Sunday, August 28, 2011

Citra Fitri Kemerdekaan, memaafkan bukan berarti melupakan

Sedari dinihari tadi sampai dengan pagi ini sengaja saya menyimak beberapa socmed a.k.a jejos guna mengetahui informasi terkini sehubungan dengan perjalanan pulang kampung beberapa teman jelang lebaran tahun ini.

Ada banyak argumentasi tertulis dari ocehan-ocehan mereka, intinya adalah mengeluhkan keadaan jalan yang semakin lama bukannya semakin lancar, namun justru sebaliknya, semakin lama malah bertambah semakin padat merayap, bahkan stuck.
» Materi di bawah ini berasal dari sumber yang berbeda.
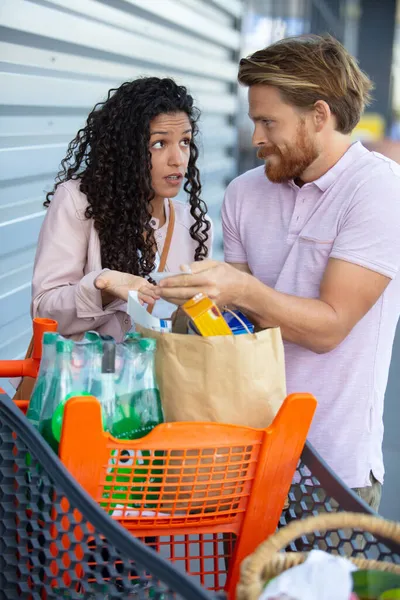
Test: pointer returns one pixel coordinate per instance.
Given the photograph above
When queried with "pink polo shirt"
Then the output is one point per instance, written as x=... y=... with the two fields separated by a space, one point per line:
x=286 y=235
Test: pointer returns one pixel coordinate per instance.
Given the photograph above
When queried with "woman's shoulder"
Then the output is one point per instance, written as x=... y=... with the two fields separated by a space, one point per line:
x=183 y=215
x=71 y=188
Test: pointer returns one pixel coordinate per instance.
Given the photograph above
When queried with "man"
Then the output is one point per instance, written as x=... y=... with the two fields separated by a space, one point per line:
x=313 y=245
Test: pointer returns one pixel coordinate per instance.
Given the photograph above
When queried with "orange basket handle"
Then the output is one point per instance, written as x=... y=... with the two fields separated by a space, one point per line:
x=29 y=366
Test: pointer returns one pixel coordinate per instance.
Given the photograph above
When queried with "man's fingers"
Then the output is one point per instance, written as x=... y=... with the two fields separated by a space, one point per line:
x=182 y=281
x=146 y=299
x=179 y=294
x=101 y=283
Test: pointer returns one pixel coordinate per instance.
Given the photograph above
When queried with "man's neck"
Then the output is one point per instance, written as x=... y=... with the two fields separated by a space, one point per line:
x=327 y=158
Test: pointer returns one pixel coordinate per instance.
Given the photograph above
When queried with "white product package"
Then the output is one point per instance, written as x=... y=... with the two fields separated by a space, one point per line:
x=321 y=577
x=140 y=316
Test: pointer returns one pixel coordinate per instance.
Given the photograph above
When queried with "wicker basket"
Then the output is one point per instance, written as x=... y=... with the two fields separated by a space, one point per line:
x=268 y=562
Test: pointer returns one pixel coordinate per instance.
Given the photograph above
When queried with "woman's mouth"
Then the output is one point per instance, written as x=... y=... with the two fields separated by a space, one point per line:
x=174 y=178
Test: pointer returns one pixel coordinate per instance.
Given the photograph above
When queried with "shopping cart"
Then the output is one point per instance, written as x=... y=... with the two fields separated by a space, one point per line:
x=201 y=495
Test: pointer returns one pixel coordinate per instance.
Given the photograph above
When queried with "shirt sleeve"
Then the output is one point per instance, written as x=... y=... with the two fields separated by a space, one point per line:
x=234 y=251
x=60 y=288
x=369 y=233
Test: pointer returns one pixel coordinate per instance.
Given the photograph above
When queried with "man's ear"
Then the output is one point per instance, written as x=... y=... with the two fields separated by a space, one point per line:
x=322 y=114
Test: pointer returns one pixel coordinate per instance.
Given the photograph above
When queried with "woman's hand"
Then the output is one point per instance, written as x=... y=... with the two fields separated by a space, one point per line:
x=114 y=284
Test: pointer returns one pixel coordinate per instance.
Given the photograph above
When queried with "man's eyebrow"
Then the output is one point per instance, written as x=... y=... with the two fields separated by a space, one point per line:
x=167 y=132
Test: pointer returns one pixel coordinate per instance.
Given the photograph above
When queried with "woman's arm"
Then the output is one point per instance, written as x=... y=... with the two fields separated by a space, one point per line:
x=60 y=289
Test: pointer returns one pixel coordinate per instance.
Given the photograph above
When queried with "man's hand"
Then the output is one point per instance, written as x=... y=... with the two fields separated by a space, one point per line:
x=219 y=281
x=114 y=284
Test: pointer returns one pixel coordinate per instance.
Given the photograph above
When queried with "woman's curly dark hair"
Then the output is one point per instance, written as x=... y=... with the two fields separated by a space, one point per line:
x=111 y=159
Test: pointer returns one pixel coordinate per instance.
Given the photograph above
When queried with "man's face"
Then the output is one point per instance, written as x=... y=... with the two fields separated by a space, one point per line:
x=284 y=137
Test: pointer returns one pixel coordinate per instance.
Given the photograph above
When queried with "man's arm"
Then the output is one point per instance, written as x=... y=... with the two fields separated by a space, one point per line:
x=244 y=267
x=347 y=293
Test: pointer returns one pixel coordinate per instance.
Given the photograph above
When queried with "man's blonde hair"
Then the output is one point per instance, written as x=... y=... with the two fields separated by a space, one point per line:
x=310 y=68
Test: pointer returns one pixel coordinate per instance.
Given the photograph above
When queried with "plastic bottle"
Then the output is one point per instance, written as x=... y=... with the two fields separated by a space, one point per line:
x=44 y=377
x=140 y=409
x=107 y=393
x=61 y=385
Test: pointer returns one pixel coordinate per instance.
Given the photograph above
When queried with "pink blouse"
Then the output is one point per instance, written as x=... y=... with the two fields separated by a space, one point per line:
x=68 y=261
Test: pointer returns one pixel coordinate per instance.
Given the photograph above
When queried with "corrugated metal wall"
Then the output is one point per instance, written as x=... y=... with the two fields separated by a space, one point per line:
x=58 y=58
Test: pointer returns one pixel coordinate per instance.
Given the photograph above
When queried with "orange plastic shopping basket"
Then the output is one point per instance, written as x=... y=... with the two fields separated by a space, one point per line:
x=206 y=494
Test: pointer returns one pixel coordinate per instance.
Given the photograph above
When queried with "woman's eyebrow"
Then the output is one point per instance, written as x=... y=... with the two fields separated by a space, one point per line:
x=167 y=132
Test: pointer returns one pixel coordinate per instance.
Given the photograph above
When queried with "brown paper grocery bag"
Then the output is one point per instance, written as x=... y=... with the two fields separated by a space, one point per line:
x=228 y=379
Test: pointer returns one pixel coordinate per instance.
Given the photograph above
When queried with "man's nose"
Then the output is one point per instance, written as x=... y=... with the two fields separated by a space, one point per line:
x=258 y=138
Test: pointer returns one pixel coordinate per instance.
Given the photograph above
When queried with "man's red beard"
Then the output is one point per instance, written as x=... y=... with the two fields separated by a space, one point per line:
x=292 y=160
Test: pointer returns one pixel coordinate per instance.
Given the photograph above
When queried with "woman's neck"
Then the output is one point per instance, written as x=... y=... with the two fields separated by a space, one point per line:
x=158 y=210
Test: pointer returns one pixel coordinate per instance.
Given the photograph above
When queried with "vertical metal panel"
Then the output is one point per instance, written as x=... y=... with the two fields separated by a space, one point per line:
x=57 y=59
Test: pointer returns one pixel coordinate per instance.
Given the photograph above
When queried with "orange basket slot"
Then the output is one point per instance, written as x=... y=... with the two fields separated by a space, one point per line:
x=204 y=494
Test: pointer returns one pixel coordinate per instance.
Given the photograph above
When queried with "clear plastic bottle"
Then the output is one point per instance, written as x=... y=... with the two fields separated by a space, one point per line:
x=44 y=377
x=140 y=408
x=62 y=384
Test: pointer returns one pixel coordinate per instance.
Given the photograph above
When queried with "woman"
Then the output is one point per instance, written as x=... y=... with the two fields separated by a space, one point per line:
x=111 y=221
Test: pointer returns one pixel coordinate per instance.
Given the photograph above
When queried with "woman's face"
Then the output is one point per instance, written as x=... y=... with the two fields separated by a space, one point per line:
x=170 y=135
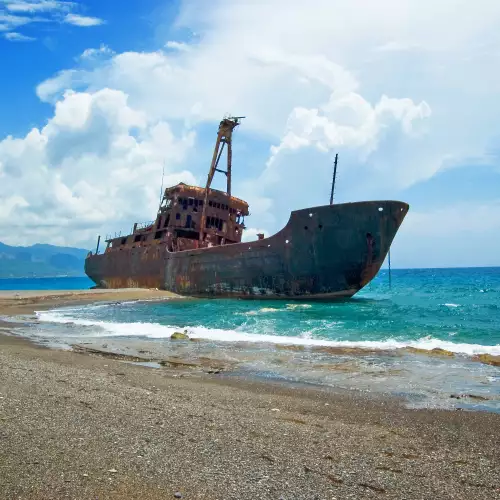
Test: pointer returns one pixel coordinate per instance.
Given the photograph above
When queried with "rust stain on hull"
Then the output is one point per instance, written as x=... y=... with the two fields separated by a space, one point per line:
x=322 y=253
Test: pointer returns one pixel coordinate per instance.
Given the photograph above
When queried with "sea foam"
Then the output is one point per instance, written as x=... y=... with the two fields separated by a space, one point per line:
x=158 y=331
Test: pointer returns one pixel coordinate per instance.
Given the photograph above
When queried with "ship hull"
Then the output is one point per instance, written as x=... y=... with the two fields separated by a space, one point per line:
x=324 y=253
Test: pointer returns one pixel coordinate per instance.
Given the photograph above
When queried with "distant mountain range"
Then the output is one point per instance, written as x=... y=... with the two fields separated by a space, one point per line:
x=41 y=260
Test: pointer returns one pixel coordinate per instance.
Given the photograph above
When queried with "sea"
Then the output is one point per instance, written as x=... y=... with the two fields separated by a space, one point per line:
x=416 y=334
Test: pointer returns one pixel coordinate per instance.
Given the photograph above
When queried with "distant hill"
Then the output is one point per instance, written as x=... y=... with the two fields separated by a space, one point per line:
x=41 y=260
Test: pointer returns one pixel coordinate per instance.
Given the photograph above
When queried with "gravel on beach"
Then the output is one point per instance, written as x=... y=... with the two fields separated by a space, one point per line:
x=83 y=426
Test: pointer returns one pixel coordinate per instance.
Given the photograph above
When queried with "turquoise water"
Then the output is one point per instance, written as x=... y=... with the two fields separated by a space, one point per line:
x=308 y=342
x=454 y=309
x=76 y=283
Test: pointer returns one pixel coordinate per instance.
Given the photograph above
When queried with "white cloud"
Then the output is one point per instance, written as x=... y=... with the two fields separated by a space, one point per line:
x=180 y=46
x=97 y=159
x=18 y=37
x=38 y=6
x=17 y=13
x=83 y=21
x=102 y=52
x=402 y=89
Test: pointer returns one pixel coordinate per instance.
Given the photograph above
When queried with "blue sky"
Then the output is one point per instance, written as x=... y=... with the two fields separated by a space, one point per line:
x=97 y=99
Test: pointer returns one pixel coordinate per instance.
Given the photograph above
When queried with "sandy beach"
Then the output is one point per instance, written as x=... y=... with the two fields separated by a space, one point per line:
x=76 y=425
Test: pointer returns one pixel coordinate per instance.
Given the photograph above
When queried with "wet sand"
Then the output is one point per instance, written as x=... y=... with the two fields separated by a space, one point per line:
x=78 y=425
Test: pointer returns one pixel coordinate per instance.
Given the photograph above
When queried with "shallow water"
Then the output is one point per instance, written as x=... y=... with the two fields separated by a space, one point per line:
x=354 y=344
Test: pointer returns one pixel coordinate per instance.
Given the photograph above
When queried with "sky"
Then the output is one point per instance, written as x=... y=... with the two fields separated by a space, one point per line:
x=96 y=100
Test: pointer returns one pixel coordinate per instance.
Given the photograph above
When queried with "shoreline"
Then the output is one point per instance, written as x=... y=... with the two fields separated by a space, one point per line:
x=87 y=426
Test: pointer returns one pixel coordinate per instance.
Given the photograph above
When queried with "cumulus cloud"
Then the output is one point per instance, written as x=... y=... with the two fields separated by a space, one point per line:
x=402 y=89
x=97 y=159
x=12 y=36
x=101 y=53
x=83 y=21
x=17 y=13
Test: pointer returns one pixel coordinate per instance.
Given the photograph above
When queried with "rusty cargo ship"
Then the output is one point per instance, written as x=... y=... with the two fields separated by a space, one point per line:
x=194 y=246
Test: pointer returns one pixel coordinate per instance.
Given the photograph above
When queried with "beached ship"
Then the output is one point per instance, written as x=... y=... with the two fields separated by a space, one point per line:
x=194 y=246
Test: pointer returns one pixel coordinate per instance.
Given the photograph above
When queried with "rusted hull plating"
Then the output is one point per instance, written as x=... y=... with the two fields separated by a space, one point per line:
x=323 y=253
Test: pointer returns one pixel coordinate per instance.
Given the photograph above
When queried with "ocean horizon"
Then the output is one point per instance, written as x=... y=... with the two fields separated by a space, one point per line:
x=421 y=334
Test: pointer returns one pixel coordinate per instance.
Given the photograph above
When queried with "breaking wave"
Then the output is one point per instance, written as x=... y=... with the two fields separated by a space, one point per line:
x=158 y=331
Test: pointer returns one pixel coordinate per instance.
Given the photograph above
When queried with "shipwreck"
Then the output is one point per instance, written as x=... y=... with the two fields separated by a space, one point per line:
x=194 y=246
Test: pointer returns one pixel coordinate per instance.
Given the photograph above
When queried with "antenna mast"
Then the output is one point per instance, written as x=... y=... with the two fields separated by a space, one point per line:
x=224 y=137
x=334 y=177
x=161 y=189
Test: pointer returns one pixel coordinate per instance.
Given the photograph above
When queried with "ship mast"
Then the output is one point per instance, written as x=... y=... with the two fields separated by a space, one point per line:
x=224 y=137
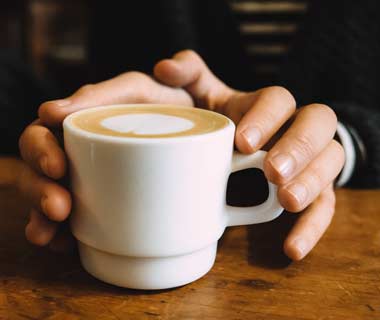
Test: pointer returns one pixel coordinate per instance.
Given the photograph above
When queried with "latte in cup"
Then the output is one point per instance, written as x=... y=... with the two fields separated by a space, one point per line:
x=149 y=191
x=150 y=121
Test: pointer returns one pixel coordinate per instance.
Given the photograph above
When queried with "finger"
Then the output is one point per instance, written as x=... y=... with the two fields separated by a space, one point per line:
x=187 y=70
x=312 y=130
x=262 y=115
x=130 y=87
x=47 y=197
x=40 y=230
x=311 y=225
x=296 y=195
x=10 y=171
x=41 y=150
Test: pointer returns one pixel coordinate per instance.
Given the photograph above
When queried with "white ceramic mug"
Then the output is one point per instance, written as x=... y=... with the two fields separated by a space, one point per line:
x=148 y=212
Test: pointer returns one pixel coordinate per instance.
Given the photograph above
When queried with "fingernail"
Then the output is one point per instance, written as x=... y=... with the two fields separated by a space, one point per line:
x=284 y=164
x=44 y=204
x=298 y=191
x=252 y=135
x=300 y=246
x=44 y=164
x=61 y=102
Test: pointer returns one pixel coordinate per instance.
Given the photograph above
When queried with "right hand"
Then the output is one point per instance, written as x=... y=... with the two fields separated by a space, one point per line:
x=40 y=148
Begitulah hiruk-pikuk arus mudik jelang lebaran sebagaimana telah jamak diketahui. Pengalaman ulang bertahun-tahun lamanya namun tak pernah dijadikan satu kendala berarti, tujuannya sama dan satu, demi Lebaran bersama dikampung halaman. Bermaaf-maafan dengan kerabat, teman, tetangga, pun sanak saudara dilakukan berjamaah seiring datangnya Idul Fitri 1432 Hijriah.

Ini sudah menjadi semacam budaya yang adanya memang di Indonesia. Perayaan itu secara religi memang hanyalah demi memperingati hari bersejarahnya umat Islam (muslim), akan tetapi kenyataannya sambutan atas peringatan hari raya ini juga dilakukan oleh banyak umat termasuk non-muslim. Jika hal ini dengan kesadaran penuh bisa kita petik maknanya, sungguh akan sangat besar kesempatan untuk duduk dan berdiri bersama antar kita manusia ini tanpa harus mengedepankan sebuah ego-kelompok bernama agama. Dan alangkah indahnya jika kesadaran utama itupun timbul dari umat Muslim yang notabene adalah mayoritas.

Lalu kesadaran macam apa yang musti dipetik maknanya itu...?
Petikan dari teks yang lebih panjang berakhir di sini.